Kem Care will also have regular beginners Arabic Classes on Tuesday evenings called Ahlan wa sahlan and a feminist and queer film programme every Thursday that draws from the film collection of the Museum.
is a feminist and queer project space based in Warsaw, focusing on choreographic and performance practices. Founded in early 2016, Kem hosts artistic experimentation that engages with the politics of affect, embodiment, and subjectivity.
Kem’s desire is to create and support a context for critical dialogue around new choreography and anachoreographic* methods, as well as experimentation with formats, and queer pleasure. Kem is a collaborative entity that seeks to support and participate in feminist, genderqueer, and anti-racist movements.
Kem takes performance as a technology of other-worlding. It is a site that responds to the current political horizon with a counter-horizon of solidarity and collaboration. Kem challenges and is challenged by the practices of the artists it collaborates with. It shares these practices through various public formats, including workshops, classes, screenings, parties, performances, and work-in-progress showings.
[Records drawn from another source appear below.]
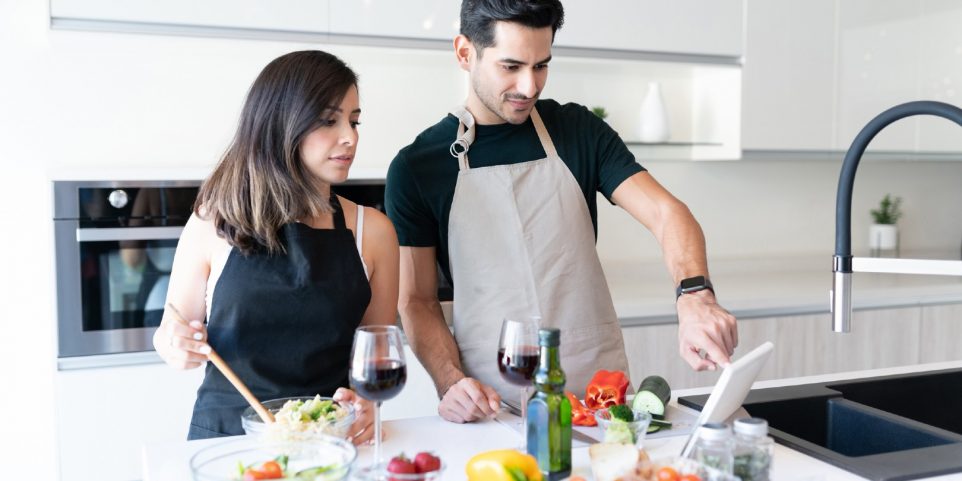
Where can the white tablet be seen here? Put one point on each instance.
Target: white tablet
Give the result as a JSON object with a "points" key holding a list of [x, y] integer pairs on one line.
{"points": [[731, 389]]}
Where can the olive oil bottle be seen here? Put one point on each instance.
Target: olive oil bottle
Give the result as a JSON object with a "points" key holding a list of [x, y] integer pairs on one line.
{"points": [[549, 411]]}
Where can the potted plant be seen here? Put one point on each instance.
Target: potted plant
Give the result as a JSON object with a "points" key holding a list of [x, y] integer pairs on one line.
{"points": [[600, 112], [883, 234]]}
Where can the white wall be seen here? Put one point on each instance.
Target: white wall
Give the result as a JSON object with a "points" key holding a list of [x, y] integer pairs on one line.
{"points": [[84, 102], [782, 207]]}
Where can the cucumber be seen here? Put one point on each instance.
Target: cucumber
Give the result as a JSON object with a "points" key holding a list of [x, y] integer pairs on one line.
{"points": [[661, 424], [653, 396]]}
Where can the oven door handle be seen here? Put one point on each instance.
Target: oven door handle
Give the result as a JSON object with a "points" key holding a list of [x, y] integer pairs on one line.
{"points": [[128, 233]]}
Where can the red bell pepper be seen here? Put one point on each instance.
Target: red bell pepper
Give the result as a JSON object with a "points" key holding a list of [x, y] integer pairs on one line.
{"points": [[580, 415], [606, 389]]}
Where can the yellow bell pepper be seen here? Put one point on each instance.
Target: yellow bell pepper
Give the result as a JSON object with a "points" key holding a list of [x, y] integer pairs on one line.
{"points": [[503, 465]]}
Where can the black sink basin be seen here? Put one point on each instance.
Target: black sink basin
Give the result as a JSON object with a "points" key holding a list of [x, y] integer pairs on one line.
{"points": [[885, 428]]}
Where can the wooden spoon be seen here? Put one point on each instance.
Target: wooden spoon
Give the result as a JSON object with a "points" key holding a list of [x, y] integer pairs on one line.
{"points": [[222, 366]]}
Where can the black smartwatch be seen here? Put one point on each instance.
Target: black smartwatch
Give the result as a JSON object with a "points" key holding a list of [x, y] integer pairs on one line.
{"points": [[693, 284]]}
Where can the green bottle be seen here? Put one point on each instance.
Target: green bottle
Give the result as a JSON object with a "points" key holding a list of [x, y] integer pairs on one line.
{"points": [[549, 411]]}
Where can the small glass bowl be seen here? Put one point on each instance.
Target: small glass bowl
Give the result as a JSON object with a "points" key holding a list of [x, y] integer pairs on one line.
{"points": [[253, 424], [638, 427], [222, 461], [378, 472]]}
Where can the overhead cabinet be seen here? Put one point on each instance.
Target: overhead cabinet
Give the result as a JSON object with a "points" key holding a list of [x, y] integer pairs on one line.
{"points": [[816, 72], [279, 15], [697, 27]]}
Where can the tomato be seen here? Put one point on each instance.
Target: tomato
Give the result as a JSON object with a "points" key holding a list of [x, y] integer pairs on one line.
{"points": [[272, 470], [268, 470], [668, 474]]}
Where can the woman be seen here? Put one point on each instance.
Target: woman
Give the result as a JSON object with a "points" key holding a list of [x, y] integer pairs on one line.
{"points": [[283, 270]]}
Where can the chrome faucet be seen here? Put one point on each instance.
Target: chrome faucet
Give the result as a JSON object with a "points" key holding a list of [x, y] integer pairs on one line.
{"points": [[843, 263]]}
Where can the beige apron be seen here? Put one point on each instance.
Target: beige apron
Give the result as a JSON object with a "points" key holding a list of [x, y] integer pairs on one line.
{"points": [[522, 244]]}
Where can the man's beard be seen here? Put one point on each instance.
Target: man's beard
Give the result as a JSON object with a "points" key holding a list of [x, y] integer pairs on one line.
{"points": [[492, 102]]}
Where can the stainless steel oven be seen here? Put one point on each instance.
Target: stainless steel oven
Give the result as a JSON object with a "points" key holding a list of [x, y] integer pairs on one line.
{"points": [[115, 244]]}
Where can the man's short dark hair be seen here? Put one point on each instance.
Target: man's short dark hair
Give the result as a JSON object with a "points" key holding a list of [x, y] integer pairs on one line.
{"points": [[479, 16]]}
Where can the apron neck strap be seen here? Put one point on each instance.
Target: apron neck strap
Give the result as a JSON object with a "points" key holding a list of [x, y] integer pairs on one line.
{"points": [[338, 214], [543, 136], [467, 131], [459, 148]]}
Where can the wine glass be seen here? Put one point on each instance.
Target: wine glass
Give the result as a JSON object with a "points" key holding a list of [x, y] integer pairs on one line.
{"points": [[378, 370], [518, 360]]}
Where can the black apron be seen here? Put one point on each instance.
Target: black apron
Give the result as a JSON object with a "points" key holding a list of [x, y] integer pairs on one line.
{"points": [[284, 323]]}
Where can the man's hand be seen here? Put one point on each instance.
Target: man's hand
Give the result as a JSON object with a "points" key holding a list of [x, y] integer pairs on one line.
{"points": [[468, 400], [704, 326]]}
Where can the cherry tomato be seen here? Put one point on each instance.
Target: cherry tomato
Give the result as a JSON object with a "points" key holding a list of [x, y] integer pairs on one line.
{"points": [[268, 470], [667, 474], [272, 470]]}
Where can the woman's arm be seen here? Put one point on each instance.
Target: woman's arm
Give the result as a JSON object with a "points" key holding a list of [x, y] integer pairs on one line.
{"points": [[381, 256], [185, 347]]}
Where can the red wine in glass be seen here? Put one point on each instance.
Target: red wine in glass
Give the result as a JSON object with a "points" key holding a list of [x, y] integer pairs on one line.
{"points": [[518, 365], [379, 379]]}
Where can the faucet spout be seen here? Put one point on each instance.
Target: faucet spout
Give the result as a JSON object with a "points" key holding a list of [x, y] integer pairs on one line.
{"points": [[841, 294]]}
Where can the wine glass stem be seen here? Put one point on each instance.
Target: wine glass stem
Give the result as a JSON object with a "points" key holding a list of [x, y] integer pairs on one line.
{"points": [[377, 432], [524, 420]]}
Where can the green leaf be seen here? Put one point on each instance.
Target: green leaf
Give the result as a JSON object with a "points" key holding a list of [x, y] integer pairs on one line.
{"points": [[282, 460]]}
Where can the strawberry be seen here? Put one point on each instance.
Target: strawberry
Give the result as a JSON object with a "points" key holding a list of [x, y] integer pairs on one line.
{"points": [[401, 465], [427, 462]]}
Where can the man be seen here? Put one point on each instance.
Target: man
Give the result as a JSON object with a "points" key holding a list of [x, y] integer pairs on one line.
{"points": [[501, 195]]}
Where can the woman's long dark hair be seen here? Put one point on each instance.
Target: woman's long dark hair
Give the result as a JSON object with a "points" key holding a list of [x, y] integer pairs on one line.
{"points": [[261, 183]]}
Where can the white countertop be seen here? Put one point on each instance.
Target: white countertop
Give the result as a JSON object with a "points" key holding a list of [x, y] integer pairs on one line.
{"points": [[643, 293], [456, 443]]}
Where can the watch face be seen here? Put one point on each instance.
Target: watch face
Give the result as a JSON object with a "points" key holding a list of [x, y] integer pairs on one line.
{"points": [[693, 282]]}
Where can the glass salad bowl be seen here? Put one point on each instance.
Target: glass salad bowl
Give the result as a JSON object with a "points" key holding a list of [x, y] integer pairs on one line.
{"points": [[300, 418], [624, 432], [324, 458]]}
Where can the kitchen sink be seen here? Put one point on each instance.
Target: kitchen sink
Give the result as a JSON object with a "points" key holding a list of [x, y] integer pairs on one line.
{"points": [[883, 428]]}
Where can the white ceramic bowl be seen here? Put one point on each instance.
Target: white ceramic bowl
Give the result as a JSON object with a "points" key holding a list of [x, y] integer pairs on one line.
{"points": [[221, 461]]}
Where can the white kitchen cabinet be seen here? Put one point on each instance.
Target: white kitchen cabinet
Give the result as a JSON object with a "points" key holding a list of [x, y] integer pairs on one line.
{"points": [[703, 27], [788, 100], [105, 415], [421, 19], [282, 15], [878, 65], [940, 72]]}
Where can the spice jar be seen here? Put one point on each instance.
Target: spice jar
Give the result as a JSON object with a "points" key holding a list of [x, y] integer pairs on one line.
{"points": [[714, 447], [753, 450]]}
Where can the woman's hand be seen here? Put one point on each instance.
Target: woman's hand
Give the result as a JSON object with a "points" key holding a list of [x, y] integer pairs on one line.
{"points": [[362, 430], [182, 346]]}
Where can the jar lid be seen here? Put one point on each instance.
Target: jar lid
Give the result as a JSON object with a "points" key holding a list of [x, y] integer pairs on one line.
{"points": [[714, 431], [754, 427]]}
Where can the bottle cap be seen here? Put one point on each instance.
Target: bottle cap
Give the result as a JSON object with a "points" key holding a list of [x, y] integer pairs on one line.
{"points": [[549, 336], [753, 427], [714, 431]]}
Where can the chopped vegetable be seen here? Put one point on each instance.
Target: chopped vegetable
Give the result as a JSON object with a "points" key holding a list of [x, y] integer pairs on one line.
{"points": [[622, 412], [606, 389], [580, 415], [503, 465], [619, 432], [653, 396]]}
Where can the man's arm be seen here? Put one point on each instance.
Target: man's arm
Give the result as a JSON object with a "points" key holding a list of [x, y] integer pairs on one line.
{"points": [[463, 399], [703, 325]]}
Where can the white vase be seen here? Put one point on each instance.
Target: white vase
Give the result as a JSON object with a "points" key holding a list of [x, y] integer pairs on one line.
{"points": [[654, 118], [883, 236]]}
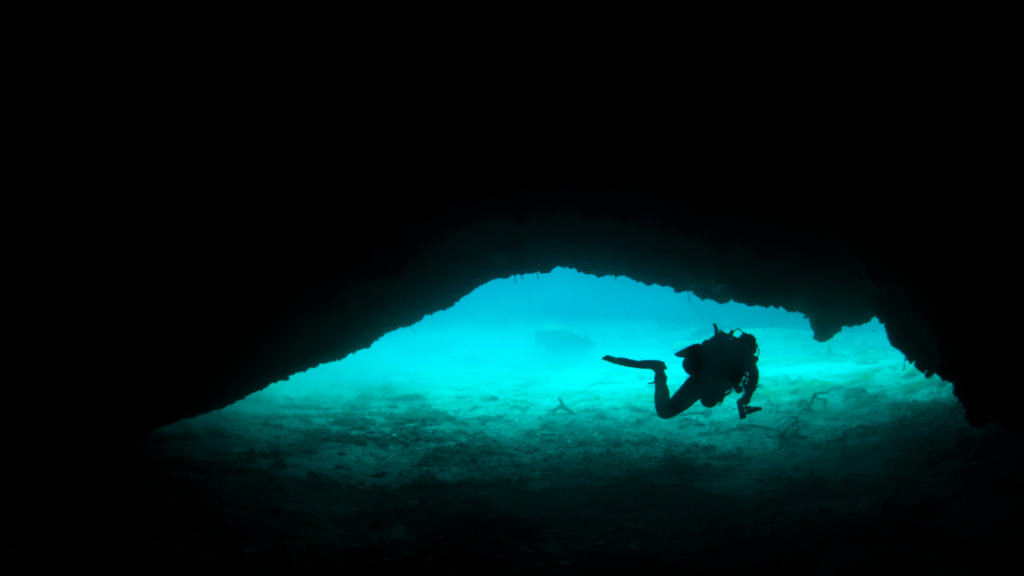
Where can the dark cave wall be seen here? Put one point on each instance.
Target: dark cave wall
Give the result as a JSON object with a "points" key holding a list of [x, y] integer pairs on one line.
{"points": [[259, 296]]}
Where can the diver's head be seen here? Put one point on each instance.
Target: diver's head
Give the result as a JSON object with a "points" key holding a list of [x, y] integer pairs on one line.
{"points": [[749, 343]]}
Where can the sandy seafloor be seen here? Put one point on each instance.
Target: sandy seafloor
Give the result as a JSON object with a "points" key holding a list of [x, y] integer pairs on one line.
{"points": [[439, 450], [483, 477]]}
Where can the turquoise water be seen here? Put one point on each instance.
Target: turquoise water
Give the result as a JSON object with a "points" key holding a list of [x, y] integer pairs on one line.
{"points": [[501, 362]]}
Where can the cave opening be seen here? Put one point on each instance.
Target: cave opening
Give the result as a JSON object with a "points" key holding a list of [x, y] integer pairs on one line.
{"points": [[495, 427]]}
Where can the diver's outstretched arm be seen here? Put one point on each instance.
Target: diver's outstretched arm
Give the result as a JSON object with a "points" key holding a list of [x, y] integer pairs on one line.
{"points": [[647, 364]]}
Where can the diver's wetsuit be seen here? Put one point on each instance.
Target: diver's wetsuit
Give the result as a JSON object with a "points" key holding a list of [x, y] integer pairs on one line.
{"points": [[711, 379]]}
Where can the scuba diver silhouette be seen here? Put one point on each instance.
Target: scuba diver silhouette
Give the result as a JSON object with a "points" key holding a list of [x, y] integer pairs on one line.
{"points": [[717, 366]]}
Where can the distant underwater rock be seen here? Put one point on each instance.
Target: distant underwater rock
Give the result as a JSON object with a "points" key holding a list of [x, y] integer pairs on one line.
{"points": [[563, 339]]}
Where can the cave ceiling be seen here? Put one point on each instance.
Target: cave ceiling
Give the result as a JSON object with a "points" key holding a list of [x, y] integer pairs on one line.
{"points": [[245, 297]]}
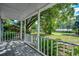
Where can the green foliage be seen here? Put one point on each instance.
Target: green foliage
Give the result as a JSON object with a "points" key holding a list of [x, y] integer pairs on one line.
{"points": [[58, 16]]}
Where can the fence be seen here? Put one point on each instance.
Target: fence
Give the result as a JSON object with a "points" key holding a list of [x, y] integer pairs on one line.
{"points": [[51, 47]]}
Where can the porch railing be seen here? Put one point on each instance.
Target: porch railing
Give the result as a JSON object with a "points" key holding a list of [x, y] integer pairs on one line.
{"points": [[9, 36], [51, 47]]}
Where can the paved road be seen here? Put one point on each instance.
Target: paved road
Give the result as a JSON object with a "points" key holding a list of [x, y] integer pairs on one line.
{"points": [[18, 48]]}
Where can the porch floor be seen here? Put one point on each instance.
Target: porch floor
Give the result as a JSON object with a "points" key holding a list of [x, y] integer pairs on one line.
{"points": [[17, 48]]}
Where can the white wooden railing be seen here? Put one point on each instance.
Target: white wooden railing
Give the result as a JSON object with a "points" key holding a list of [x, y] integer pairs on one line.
{"points": [[9, 36], [51, 47]]}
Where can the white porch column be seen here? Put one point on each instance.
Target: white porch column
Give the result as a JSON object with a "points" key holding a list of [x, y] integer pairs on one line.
{"points": [[0, 29], [38, 34], [24, 29], [21, 29]]}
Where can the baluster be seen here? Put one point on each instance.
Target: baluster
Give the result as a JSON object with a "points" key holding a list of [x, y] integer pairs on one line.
{"points": [[72, 50], [51, 47], [57, 47], [41, 44]]}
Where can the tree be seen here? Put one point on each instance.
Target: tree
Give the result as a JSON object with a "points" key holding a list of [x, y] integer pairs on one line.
{"points": [[55, 17]]}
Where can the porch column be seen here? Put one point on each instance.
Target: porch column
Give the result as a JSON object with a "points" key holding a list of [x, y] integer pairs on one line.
{"points": [[24, 29], [0, 28], [38, 34], [21, 29]]}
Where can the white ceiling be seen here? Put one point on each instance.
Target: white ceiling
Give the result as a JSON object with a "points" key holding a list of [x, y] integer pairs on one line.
{"points": [[18, 10]]}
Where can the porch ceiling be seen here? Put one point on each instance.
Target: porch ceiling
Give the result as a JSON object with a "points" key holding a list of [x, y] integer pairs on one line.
{"points": [[19, 10]]}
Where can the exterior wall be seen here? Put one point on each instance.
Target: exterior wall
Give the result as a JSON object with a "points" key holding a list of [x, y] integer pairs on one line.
{"points": [[0, 28]]}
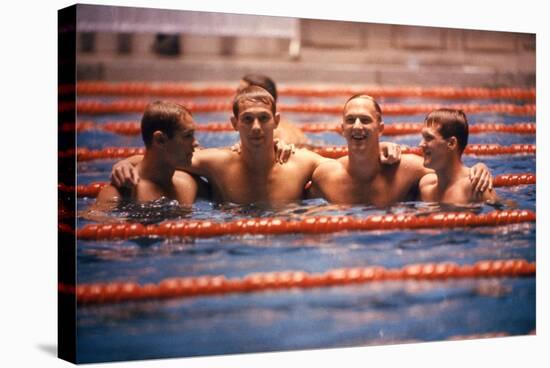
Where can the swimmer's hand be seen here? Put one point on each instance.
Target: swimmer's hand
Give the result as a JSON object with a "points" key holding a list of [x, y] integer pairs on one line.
{"points": [[124, 174], [481, 178], [236, 148], [390, 153], [283, 151]]}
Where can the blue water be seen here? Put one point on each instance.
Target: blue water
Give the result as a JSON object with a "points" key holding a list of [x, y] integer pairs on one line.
{"points": [[357, 315]]}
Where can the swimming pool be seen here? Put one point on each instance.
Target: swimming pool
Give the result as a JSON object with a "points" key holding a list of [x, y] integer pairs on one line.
{"points": [[335, 316]]}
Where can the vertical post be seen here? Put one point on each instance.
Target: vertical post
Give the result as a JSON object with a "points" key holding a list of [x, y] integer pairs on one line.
{"points": [[66, 246]]}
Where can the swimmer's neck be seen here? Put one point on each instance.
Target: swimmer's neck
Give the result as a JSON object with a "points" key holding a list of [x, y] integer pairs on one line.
{"points": [[450, 173], [258, 159], [155, 168], [364, 165]]}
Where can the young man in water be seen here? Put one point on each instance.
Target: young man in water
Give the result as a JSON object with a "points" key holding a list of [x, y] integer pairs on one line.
{"points": [[359, 178], [286, 131], [168, 131], [444, 137], [251, 175]]}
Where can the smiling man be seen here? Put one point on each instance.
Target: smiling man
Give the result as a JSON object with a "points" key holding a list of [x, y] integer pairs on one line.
{"points": [[359, 177], [444, 137], [167, 130], [253, 174]]}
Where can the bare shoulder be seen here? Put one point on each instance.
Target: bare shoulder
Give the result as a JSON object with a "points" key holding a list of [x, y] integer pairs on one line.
{"points": [[307, 156], [414, 164], [428, 180]]}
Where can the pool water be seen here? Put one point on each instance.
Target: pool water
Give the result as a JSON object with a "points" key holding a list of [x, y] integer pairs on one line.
{"points": [[356, 315]]}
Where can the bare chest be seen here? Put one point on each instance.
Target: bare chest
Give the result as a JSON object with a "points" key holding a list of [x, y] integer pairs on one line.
{"points": [[283, 183], [381, 191]]}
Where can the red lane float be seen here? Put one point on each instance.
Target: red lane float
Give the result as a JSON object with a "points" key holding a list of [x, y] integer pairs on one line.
{"points": [[505, 180], [188, 90], [133, 128], [323, 224], [176, 287], [138, 106]]}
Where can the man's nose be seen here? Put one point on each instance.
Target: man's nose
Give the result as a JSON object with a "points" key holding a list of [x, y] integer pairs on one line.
{"points": [[256, 124]]}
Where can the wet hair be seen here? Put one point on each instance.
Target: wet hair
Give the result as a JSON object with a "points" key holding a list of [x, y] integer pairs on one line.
{"points": [[255, 94], [450, 123], [262, 81], [162, 116], [370, 98]]}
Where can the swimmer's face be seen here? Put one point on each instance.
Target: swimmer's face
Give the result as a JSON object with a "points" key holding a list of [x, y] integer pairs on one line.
{"points": [[242, 85], [434, 147], [360, 123], [255, 123], [181, 146]]}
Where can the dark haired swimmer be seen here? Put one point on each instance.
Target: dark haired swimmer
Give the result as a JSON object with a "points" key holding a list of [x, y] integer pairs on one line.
{"points": [[359, 178], [286, 131], [444, 137], [253, 175], [168, 134]]}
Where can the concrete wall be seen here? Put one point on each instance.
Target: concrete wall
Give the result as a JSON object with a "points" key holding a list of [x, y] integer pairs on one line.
{"points": [[331, 52]]}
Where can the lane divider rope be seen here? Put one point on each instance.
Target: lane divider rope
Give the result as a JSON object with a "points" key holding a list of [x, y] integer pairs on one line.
{"points": [[505, 180], [133, 128], [138, 106], [322, 224], [188, 90], [177, 287], [85, 154]]}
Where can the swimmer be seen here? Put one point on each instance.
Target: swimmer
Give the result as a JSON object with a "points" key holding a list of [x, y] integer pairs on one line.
{"points": [[444, 137], [168, 131], [251, 175], [286, 131], [359, 178]]}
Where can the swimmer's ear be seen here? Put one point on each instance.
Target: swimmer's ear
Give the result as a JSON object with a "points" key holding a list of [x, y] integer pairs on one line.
{"points": [[159, 137], [234, 122], [380, 127], [277, 119], [452, 143]]}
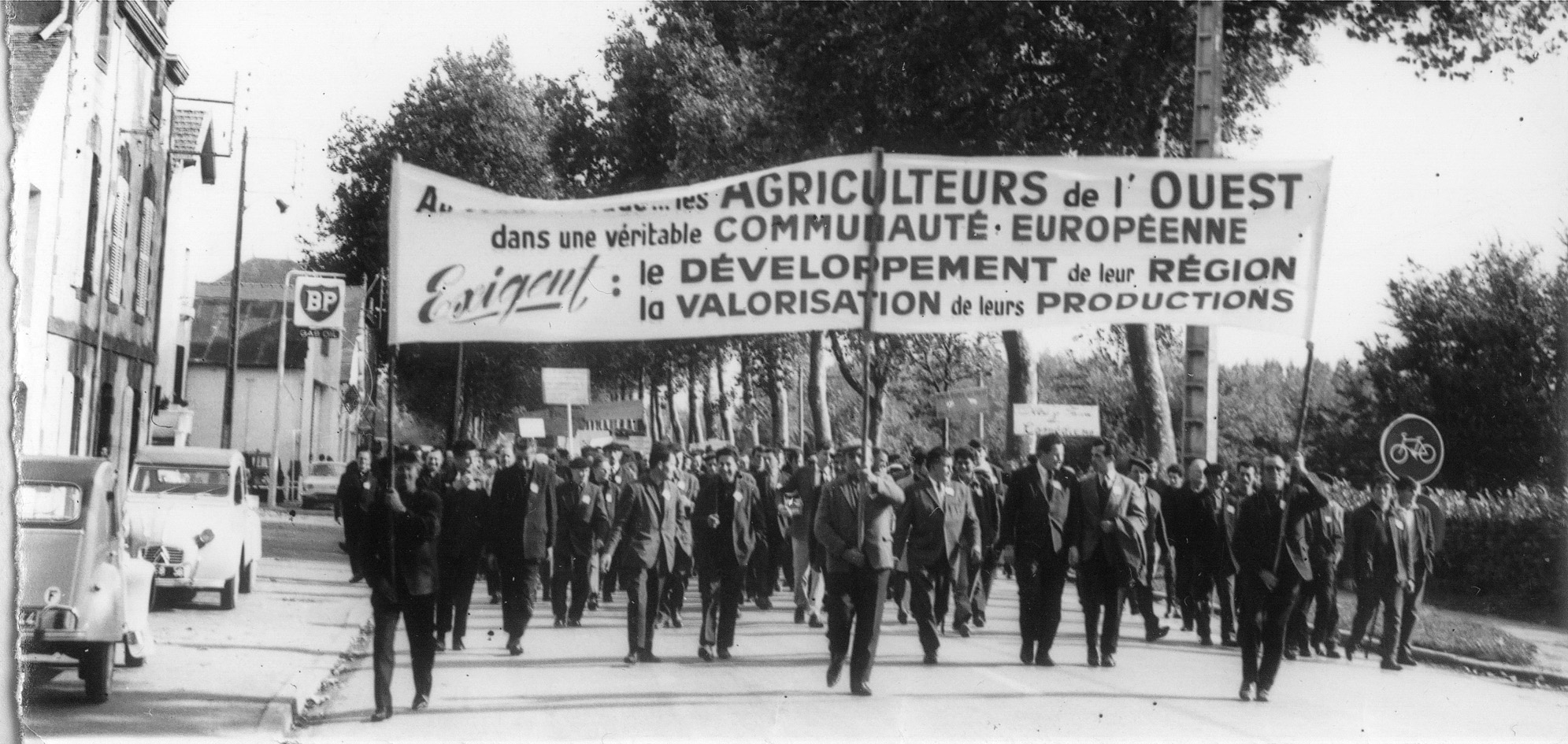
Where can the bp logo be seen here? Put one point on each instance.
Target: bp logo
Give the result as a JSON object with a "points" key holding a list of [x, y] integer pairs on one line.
{"points": [[319, 301]]}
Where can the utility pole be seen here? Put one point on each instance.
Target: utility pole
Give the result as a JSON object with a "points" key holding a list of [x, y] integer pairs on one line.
{"points": [[234, 302], [1202, 402]]}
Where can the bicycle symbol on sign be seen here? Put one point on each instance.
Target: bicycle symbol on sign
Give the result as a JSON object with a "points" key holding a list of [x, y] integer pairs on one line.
{"points": [[1411, 446]]}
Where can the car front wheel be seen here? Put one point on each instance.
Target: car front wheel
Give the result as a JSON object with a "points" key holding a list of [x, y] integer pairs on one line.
{"points": [[96, 669]]}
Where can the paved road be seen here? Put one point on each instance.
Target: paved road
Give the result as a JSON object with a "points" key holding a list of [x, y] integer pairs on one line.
{"points": [[215, 672], [571, 687]]}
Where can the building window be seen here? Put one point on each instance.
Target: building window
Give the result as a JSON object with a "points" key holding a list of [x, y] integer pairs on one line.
{"points": [[93, 207], [106, 27]]}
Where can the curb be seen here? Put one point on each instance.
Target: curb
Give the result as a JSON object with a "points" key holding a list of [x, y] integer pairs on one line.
{"points": [[300, 693]]}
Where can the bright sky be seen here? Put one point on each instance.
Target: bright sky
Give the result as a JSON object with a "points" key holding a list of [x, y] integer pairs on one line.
{"points": [[1424, 171]]}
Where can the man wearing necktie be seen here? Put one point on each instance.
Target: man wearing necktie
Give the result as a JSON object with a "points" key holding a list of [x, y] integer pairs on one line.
{"points": [[726, 525], [1039, 520], [645, 546], [855, 522], [936, 530], [1110, 550], [1272, 563]]}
Kem questions the established institutional order and pools together will into an infrastructure of friendship. It provides an environment for dialogue between Polish and international practitioners dealing with otherness. Kem is a social choreography that tries to move between an ethics of care and a kinaesthetics.
Kem (eng. Kame)
is the geomorphological term for a landscape formation left behind after a retreating glacier. It takes on the geopoetics of a long process of change and the formation of a new landscape. Kem is chemistry, from the Arabic al kimiya (الكيمياء) phonetically close to a sound between come and came. Kem experiments with the very infrastructure of making work as part of artistic practice. Kem is a group of collaborators. Kem is not an acronym, but it could be.
*Anachoreography is a term that appears in Stefano Harney and Fred Moten’s book The Undercommons - Fugitive Planning in Black Study, Minor Compositions, 2013, p.50. This term is not explicitly defined by its authors, but we would like to propose anachoreography as a term that can be helpful in thinking about expanded choreographic methods engaged in practicing resistance.